Korzystając z okazji tego malutkiego pożaru drewnianego szaletu, który widzimy przed nami, chciałbym dziś Państwa poprowadzić na intelektualną wędrówkę po ludzkich zmaganiach z tym żywiołem na przestrzeni wieków. Gdy obserwuję te buchające płomienie na myśl przychodzą mi różnorodne refleksje klasyfikacyjne i historyczno porównawcze. Zacznijmy więc chronologicznie, by utrzymać porządek rzeczy stosowny do powagi tematu…
Nieopodal
– Co dziś robisz Januszku? Znowu nic? Ha, ha, ha.
– Noo! Browka bym łupnął.
– Patrz Januszku. Nad zajaranym kiblem jakaś wypacykowana banda coś deliberuje.. może to jakiś ważny kibel był…
– Ubolewają, że im się chce, a nie ma już gdzie He He he. A może parówy będą piekli na kiblu?
– Cicho debilu słuchaj..
Plac
…W książce pt. „Historia pożarnictwa w kulturze zbieracko- łowieckiej” spostrzegamy już tendencje do postaw „nie obojętności” w obliczu szalejącego ognia zagrażającego ludzkim siedzibom. W początkowej fazie pożarnictwa z żywiołem zmagały się niewyspecjalizowane grupy samopomocy plemiennej. Grupy te zawiązywane w obliczu…
Nieopodal
– Kaziu ty łapiesz co łon pitoli?
– Januszku, filozofy się nad zajaranym kiblem rozwodzą. Trawy suchej to oni wokoło nie widzą? Jak ogień chwyci to w mig pod las podejdzie, a i auteczka ich popieści jak należy.
– Dupa blada, kozioł, wierzba, mechaty skrzat.

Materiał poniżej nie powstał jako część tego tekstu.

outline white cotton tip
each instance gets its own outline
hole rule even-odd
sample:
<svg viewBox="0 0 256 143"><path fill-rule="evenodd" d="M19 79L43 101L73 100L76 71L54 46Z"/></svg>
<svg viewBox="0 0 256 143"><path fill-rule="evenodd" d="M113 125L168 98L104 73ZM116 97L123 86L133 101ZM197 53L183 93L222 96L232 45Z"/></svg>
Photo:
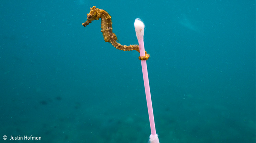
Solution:
<svg viewBox="0 0 256 143"><path fill-rule="evenodd" d="M137 18L135 19L135 22L134 22L134 27L135 28L136 36L137 37L138 41L143 39L145 25L140 18Z"/></svg>
<svg viewBox="0 0 256 143"><path fill-rule="evenodd" d="M155 135L150 134L149 136L149 143L159 143L159 139L158 139L157 134Z"/></svg>

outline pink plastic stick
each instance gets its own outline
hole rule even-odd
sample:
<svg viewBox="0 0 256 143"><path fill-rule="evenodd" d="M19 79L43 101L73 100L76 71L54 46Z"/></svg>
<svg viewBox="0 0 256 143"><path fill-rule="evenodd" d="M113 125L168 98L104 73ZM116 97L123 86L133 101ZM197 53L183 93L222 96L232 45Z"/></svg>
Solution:
<svg viewBox="0 0 256 143"><path fill-rule="evenodd" d="M140 22L136 20L140 20ZM143 26L140 25L140 23L140 23L143 24ZM134 23L135 27L135 31L136 36L139 42L139 46L140 47L140 53L141 57L145 56L145 48L144 47L144 42L143 37L144 36L144 24L140 20L140 19L137 18L135 20ZM137 27L136 28L136 26ZM140 27L139 26L141 26ZM142 67L142 72L143 74L143 80L144 81L144 86L145 86L145 91L146 94L146 98L147 103L148 105L148 111L149 112L149 123L150 125L150 129L151 130L151 135L150 136L149 141L151 143L159 143L159 140L157 134L155 131L155 121L154 119L154 114L153 113L153 109L152 106L152 101L151 100L151 95L150 94L150 89L149 88L149 76L148 74L148 68L147 66L147 60L142 60L141 61L141 67Z"/></svg>

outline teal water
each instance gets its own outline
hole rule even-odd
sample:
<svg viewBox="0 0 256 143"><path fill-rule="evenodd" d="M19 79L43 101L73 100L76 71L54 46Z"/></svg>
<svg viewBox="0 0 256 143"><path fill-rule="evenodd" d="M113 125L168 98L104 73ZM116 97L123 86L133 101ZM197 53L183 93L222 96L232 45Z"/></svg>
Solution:
<svg viewBox="0 0 256 143"><path fill-rule="evenodd" d="M81 25L93 5L121 44L145 24L160 143L255 142L255 1L85 0L1 1L0 142L147 142L139 54Z"/></svg>

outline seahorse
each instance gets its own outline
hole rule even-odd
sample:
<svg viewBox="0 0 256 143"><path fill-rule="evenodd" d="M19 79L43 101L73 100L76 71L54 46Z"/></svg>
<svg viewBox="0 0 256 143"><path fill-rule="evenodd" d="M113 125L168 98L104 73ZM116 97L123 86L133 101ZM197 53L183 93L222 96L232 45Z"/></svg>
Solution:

Nie ich teren to się nie martwią.
– Nie widzą filozofy zagrożenia bo im ogień zasłonił. Januszku zrywajmy się stąd lepiej! Mogli zgasić, potem gadać. Głupole.
Plac
pół godziny później
… analizując omawiane zjawisko, należy stwierdzić, że konieczną rzeczą jest minimalizacja ryzyka nietrafnego oszacowania, już we wstępnej fazie tworzenia charakterystyki pożaru. Co z kolei prowadzi do zasadniczo słusznego stwierdzenia, iż wartości płonących budynków nie można oceniać w oderwaniu od lokalizacji, która zaś…
Wieczorny komunikat
TV-ERN-SAT
Kilkanaście jednostek straży pożarnej od 5 godzin walczy z szalejącym pożarem lasu, oraz przedmieść Grzdawy Wielkiej. Aktualnie pożar został częściowo opanowany. W wyniku pożaru doszło do licznych zniszczeń materialnych. Spłonęło już kilkadziesiąt samochodów, dwa domostwa oraz 3 hektary lasu. Poparzeniom uległ wybitny znawca pożarnictwa Zdzisław Długomówny, przypadkowo przebywający w okolicy. Odwożony karetką do szpitala zdołał tylko z trudem wykrztusić, że przyczyną musiało być podpalenie złośliwe. Kilkanaście osób jest również ciężko poparzonych, sami przypadkowi turyści z nieodległej stolicy regionu.
Podejrzanymi o podpalenie są dwaj miejscowi bezrobotni, którzy w dniu zdarzenia zostali zauważeni w okolicy którą później strawił pożar: Janusz I. i Kazimierz K. Ktokolwiek widział podpalaczy proszony jest o pilny, życzliwy donos. Z miejsca pożaru kłamała dla państwa Janina Szczera.